We pulled back far enough to dismount and watched one of our Bradley's repair track in an artillery barrage inside a ferocious tank battle set against the fiery sky. After letting down the back troop-hatch to let the guys get a breather, I got out to join them so we can watch our guys changing track. It took them and outstanding 15 minutes of a 45 min process. As we stood together on the back hatch watching the battle, we begin to hear a pesky whistling sound coming in, louder and louder. As we all started looking around, KA-BOOM! The heated blast rung my ears and my skin went dry, just out of the kill zone considering none of us took any shrapnel. I was in the driver's seat from the back landing hatch screaming at our team before half of them got in, “Get your fucking asses in!” As I started to raise the rear dismount hatch, looking back over the gear as the last soldier jumped in as the seal set shut. My head was ringing as I slapped the driver's hatch release for the second time; combat operations when the drivers hatch door clangs.

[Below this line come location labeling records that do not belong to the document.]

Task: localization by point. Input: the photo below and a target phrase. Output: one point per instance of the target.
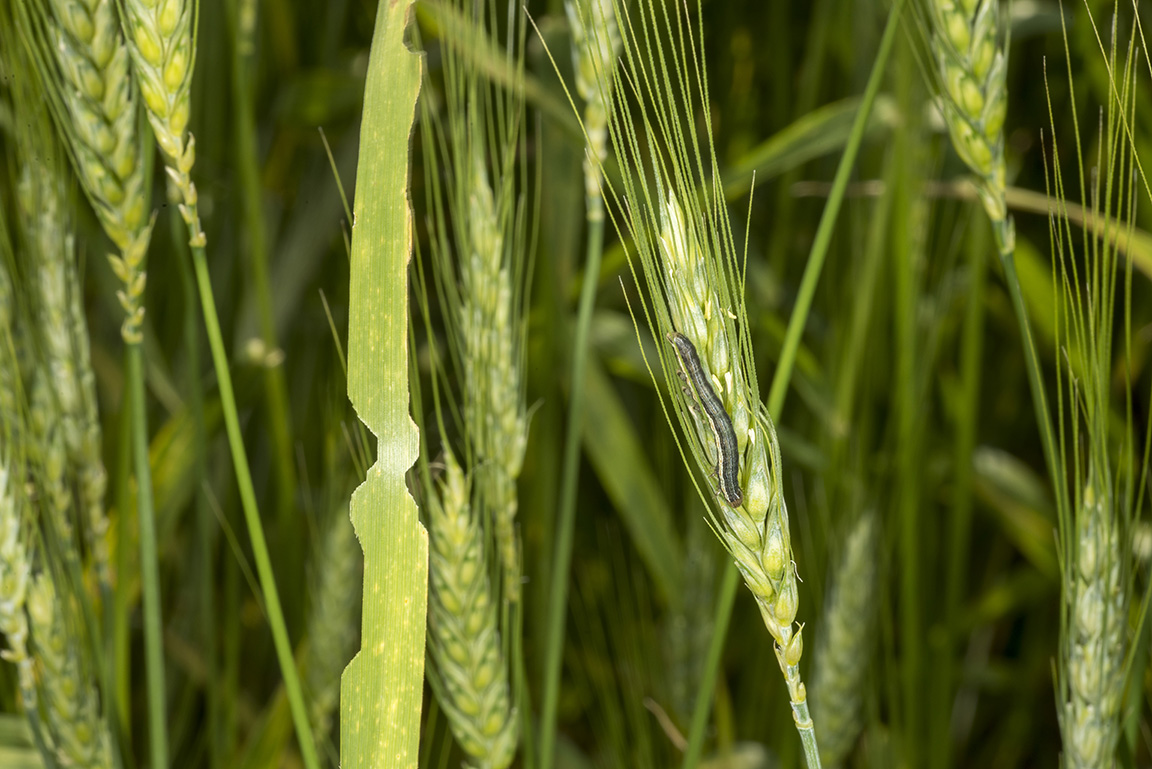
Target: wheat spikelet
(163, 45)
(972, 69)
(66, 389)
(756, 533)
(489, 327)
(15, 575)
(84, 70)
(1093, 645)
(470, 676)
(70, 708)
(842, 654)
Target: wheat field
(575, 383)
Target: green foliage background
(880, 417)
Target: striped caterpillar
(727, 452)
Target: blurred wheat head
(1100, 478)
(84, 73)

Somewhere in the blazing haze of timelessness after our third engagement Private E1 and PFC Lee's assignment was the cleaning our dead vehicles of weapons and intelligence. We were walking side by side each taking a 180 degree sector to scan. Our M16's slung in the ready as I look off into at scorched earthed damns hiding distorted hulking bombed out shells, shuddering and wondering how anything survived and where all the bodies were. Private E1 says “Lee, check this out!” With his right foot cocked back ready to kick tuna fish looking can with shinny spider legs. Instantaneously I grabbed him and his gear pitching us both over, body slamming Private E1. Then jumped up cussing, “You stupid ass mother-fucker! You almost kicked one of our air-dispersal anti-personnel mines!” I was not recommending him for a promotion.

January 9, 2013

Combat Narratives Part 1

The soldiers of Delta Company, 6th battalion, 6th Infantry of the 1st Armored Division were sitting around the television in Bamberg, Germany. Rumors were going around that we would be called up and mobilized to go to Operation Desert Shield. The scrolling list of divisions being activated for deployment came down to ours, my heart sank. I was trembling and knew if an armored division was going that I would see combat. Feeding the rumors was our abrupt training from the boxy Vietnam era M119 armored personnel carries to new $2.5 million Bradley Fighting Vehicles. I was a Private First Class 11 Bravo with a brand new Expert Infantry Badge. The 11 Bravo's mission was running 5 miles one day and force march 7 miles with full ruck sacks the next, 6 days a week while the Bradley crews trained to drive, fight and command.
Dco 6th/6th Infantry, 1st AD
Late in the day our captain called us into the hallway outside his office and read the orders. It was then I decided to become a driver instead of the 11 Bravo dismounting and clearing trenches out the back of our Bradley. It was fun in training, but I didn't think it would be in combat. It turned out that our driver wasn't taking his job serious so I stepped up and asked to take his place. The next day I was sitting in the driver's seat familiarizing myself with the controls. I caught on pretty quick except for the steering was tricky, you have to give it gas to turn and the brakes consists of letting off the gas pedal. We went out everyday to train on a two-week threshold till we had to load up our vehicles to ship them out, I didn't receive the 3 months of training everyone else did.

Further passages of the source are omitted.